Le PNUD propose 75 000 $ pour des projets environnementaux à Cuba, mais le régime décide qui peut les recevoir

Déchets à CubaPhoto © CiberCuba

Le Programme des Nations Unies pour le développement (PNUD), à travers son Programme de Petites Subventions, a lancé un appel à projets pour financer des initiatives environnementales à Cuba avec un financement pouvant atteindre 75 000 dollars en équipements et fournitures.

L'objectif est de promouvoir la mise en œuvre de projets sur l'île qui génèrent des bénéfices environnementaux et contribuent à améliorer la qualité de vie des communautés grâce à des actions locales.

Mais l'agence elle-même de l'ONU impose une condition qui confère au régime un pouvoir absolu sur l'argent : aucune organisation ne peut accéder directement aux fonds sans l'approbation d'une institution cubaine liée à l'État.

Le critère qui révèle le véritable fonctionnement du programme est explicite : les propositions « doivent être soutenues par une institution cubaine spécialisée dans le domaine, qui sera responsable de présenter le projet au Ministère du Commerce Extérieur et des Investissements Étrangers (MINCEX) ».

Cela signifie que le gouvernement agit comme un filtre obligatoire avant que tout montant n'arrive aux mains de ceux qui travaillent sur le terrain.

En effet, l'appel précise que pourront postuler des organisations communautaires de base, y compris des conseils populaires, des coopératives agricoles et non agricoles, ainsi que des "organisations non gouvernementales légalement inscrites". Cela signifie que les organisations écologistes indépendantes ou non alignées avec le gouvernement sont de facto exclues.

La convocation, diffusée par Cubadebate, se concentre sur quatre domaines : la gestion durable des paysages terrestres, côtiers et marins ; la sécurité alimentaire, l'agriculture et la pêche durables ; la transition énergétique vers des sources renouvelables, et la durabilité environnementale urbaine.

Les postulants devront également déclarer un engagement de cofinancement en pesos cubains pour garantir l'exécution des initiatives.

L'initiative, mise en œuvre par le PNUD à Cuba avec le soutien financier du Fonds pour l'environnement mondial (FMAM/GEF), sera ouverte jusqu'au 18 septembre et les projets sélectionnés auront une durée maximale de deux ans.

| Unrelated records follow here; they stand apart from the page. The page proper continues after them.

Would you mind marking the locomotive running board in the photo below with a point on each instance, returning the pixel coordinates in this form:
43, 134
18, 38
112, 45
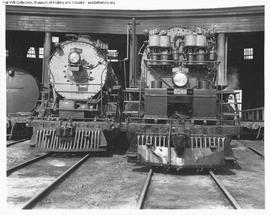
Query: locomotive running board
83, 141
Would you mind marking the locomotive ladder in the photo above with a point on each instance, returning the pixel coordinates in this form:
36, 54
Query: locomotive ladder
132, 96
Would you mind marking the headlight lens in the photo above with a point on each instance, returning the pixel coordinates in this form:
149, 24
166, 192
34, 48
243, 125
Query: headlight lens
74, 57
180, 79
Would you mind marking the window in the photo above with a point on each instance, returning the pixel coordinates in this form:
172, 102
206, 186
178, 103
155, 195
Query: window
31, 53
40, 52
248, 53
55, 39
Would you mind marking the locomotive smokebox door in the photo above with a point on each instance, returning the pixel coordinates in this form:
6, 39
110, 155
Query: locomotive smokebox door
204, 103
156, 103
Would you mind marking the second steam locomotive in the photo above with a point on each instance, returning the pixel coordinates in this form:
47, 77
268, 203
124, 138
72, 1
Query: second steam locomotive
82, 101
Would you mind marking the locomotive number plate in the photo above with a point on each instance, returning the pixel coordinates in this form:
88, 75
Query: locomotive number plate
180, 91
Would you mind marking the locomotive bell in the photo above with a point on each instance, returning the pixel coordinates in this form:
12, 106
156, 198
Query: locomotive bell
180, 77
190, 40
164, 41
154, 40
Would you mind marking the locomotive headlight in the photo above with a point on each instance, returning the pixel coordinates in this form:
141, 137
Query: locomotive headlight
74, 57
180, 79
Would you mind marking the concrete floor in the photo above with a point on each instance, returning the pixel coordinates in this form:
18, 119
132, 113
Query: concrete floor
111, 182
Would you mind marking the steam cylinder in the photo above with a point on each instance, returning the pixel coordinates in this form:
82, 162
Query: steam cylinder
21, 90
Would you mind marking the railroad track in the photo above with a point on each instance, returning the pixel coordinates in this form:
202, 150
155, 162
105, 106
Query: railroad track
15, 142
44, 192
143, 194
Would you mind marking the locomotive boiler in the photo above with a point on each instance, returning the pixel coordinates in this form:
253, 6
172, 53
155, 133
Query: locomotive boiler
81, 106
22, 93
179, 115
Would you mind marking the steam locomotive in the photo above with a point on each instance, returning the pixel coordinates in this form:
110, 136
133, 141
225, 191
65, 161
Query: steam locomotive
178, 115
81, 104
22, 93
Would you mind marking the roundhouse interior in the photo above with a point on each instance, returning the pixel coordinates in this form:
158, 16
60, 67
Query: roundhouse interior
250, 72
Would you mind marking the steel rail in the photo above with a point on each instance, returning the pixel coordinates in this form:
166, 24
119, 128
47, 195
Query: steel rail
15, 142
26, 163
233, 202
33, 201
140, 202
256, 151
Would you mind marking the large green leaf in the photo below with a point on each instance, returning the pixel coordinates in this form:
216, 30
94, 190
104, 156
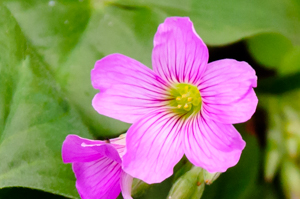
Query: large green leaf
72, 35
35, 118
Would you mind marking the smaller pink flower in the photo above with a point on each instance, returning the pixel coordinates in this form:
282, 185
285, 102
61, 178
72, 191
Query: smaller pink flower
98, 167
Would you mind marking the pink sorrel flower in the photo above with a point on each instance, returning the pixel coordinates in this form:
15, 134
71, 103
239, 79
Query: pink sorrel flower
98, 167
185, 105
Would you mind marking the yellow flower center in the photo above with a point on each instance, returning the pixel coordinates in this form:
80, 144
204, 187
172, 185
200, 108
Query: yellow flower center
185, 99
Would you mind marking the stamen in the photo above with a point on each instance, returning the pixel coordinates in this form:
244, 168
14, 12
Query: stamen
186, 99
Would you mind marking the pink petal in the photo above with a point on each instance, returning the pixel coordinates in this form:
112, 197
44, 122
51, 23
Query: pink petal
128, 89
126, 182
98, 179
153, 147
77, 149
227, 91
179, 54
211, 145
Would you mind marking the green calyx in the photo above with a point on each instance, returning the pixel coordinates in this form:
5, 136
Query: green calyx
185, 99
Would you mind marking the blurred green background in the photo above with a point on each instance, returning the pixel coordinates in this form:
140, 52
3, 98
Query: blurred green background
47, 49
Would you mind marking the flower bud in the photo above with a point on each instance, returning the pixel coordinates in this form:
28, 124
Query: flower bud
272, 162
190, 185
209, 178
139, 187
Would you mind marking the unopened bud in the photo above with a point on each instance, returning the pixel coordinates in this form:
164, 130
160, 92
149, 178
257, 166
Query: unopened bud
209, 178
272, 162
139, 187
190, 185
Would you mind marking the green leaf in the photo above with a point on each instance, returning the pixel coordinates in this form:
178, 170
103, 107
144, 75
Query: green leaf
269, 49
71, 35
35, 118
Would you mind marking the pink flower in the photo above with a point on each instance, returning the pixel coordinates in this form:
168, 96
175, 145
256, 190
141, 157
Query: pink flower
185, 105
98, 167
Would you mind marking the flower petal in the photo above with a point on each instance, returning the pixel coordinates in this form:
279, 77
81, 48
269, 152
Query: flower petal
77, 149
211, 145
128, 89
153, 147
126, 182
179, 54
227, 91
98, 179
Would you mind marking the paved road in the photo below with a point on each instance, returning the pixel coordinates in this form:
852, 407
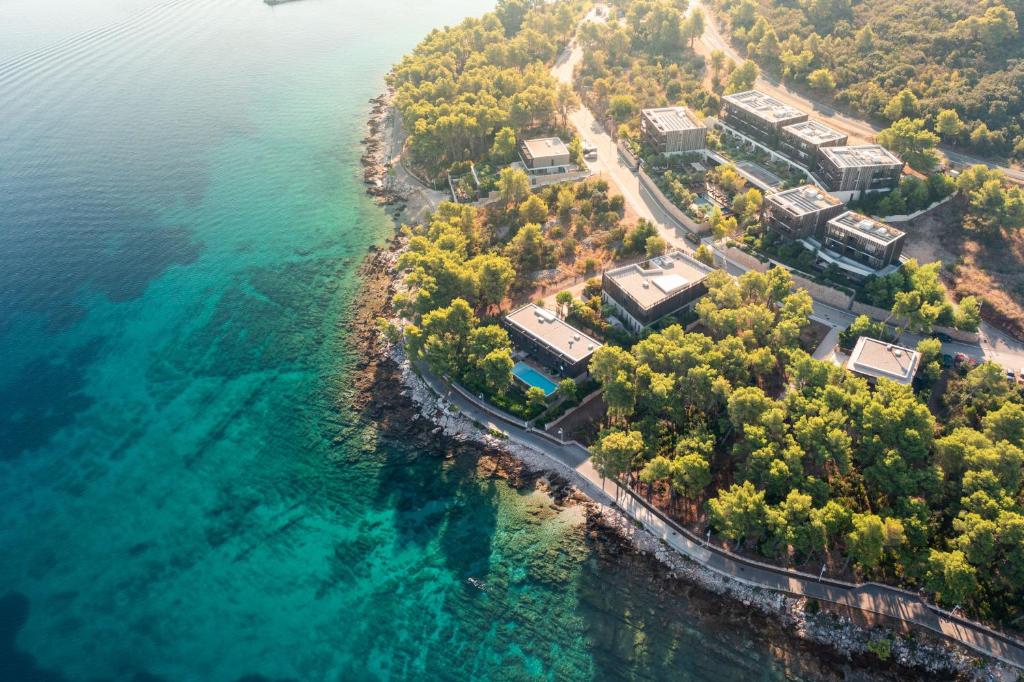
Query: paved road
868, 597
857, 129
994, 345
609, 165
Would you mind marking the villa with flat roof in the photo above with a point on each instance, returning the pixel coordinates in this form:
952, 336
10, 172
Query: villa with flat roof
859, 168
550, 340
673, 129
861, 246
800, 212
804, 141
759, 116
644, 293
545, 155
877, 359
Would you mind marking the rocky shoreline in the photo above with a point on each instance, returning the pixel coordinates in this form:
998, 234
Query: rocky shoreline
392, 395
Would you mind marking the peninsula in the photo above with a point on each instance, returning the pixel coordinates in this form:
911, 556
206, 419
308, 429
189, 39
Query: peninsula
707, 305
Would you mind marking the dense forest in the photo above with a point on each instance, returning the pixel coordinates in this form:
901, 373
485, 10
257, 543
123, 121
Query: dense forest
643, 60
802, 462
954, 65
466, 92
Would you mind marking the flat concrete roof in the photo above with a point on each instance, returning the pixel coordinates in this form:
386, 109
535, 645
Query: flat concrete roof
541, 147
654, 281
763, 105
881, 359
814, 132
803, 200
672, 119
866, 227
549, 329
861, 155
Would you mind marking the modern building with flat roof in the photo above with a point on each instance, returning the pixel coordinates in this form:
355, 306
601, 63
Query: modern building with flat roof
550, 340
800, 212
861, 246
673, 129
859, 168
759, 116
803, 141
877, 359
544, 155
644, 293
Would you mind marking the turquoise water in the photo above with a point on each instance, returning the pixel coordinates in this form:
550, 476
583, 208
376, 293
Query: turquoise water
531, 377
185, 492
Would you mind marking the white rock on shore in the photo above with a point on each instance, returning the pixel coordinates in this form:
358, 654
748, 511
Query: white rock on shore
828, 629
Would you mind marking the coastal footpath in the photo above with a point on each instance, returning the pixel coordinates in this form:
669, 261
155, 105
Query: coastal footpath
777, 592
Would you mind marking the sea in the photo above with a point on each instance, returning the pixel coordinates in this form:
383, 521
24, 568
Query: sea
186, 492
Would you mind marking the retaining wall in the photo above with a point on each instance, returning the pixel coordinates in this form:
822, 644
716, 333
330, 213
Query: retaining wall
666, 204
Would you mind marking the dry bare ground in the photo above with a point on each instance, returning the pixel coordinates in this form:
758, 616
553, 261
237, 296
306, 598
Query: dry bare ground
991, 269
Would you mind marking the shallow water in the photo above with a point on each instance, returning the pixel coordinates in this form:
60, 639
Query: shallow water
184, 492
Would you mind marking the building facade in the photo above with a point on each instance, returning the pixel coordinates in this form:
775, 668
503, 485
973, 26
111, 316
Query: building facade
803, 141
673, 130
876, 359
545, 155
861, 246
800, 212
759, 116
859, 168
644, 293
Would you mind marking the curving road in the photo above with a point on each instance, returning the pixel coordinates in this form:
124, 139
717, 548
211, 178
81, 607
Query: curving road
857, 129
573, 460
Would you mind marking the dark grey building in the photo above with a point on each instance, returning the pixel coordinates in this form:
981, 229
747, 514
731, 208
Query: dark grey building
861, 246
803, 141
550, 340
800, 212
859, 168
643, 293
673, 129
759, 116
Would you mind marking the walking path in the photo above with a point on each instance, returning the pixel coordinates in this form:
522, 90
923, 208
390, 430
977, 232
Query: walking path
869, 597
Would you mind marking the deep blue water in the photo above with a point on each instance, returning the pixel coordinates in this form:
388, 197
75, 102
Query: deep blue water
184, 491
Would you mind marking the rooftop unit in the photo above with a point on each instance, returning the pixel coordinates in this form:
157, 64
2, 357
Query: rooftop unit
804, 200
860, 156
763, 105
866, 227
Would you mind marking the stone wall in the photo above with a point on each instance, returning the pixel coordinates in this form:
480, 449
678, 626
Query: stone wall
666, 204
819, 292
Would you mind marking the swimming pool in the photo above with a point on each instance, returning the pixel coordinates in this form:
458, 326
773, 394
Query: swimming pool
531, 377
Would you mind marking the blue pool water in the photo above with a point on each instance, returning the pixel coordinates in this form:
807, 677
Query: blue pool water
531, 377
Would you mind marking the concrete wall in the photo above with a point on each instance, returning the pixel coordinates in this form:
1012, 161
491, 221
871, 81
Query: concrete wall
666, 204
742, 258
833, 297
881, 314
911, 216
630, 158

La convocation arrive alors que La Havane traverse une crise des déchets sans précédent, avec seulement 44 des 106 camions de ramassage opérationnels en raison d'un manque de carburant, laissant entre 13 000 et 23 814 mètres cubes de déchets non collectés chaque jour.

Les voisins brûlent les déchets sur la voie publique, et le programme Food Monitor a déjà alerté d'une urgence sanitaire qui menace la sécurité alimentaire de la capitale.

Ce n'est pas la première fois que des fonds internationaux destinés à l'environnement cubain finissent canalisés à travers l'appareil d'État.

Le Pays Basque a alloué 250 000 euros en juin 2026 à des projets de durabilité à La Havane, également par le biais du PNUD.

La semaine dernière, le PNUD a lancé un projet de gestion des déchets plastiques dans le quartier habanero de San Isidro, réalisé en collaboration avec le Bureau de l'Historien de la Ville.

Le PPD est actif à Cuba depuis plus de 20 ans et a soutenu 182 projets à travers le pays. Le Fonds pour l'Environnement Mondial a investi environ 44 millions de dollars dans 19 projets nationaux depuis 1992 sur l'île, mobilisant environ 240 millions en cofinancement, avec le PNUD comme principal canal.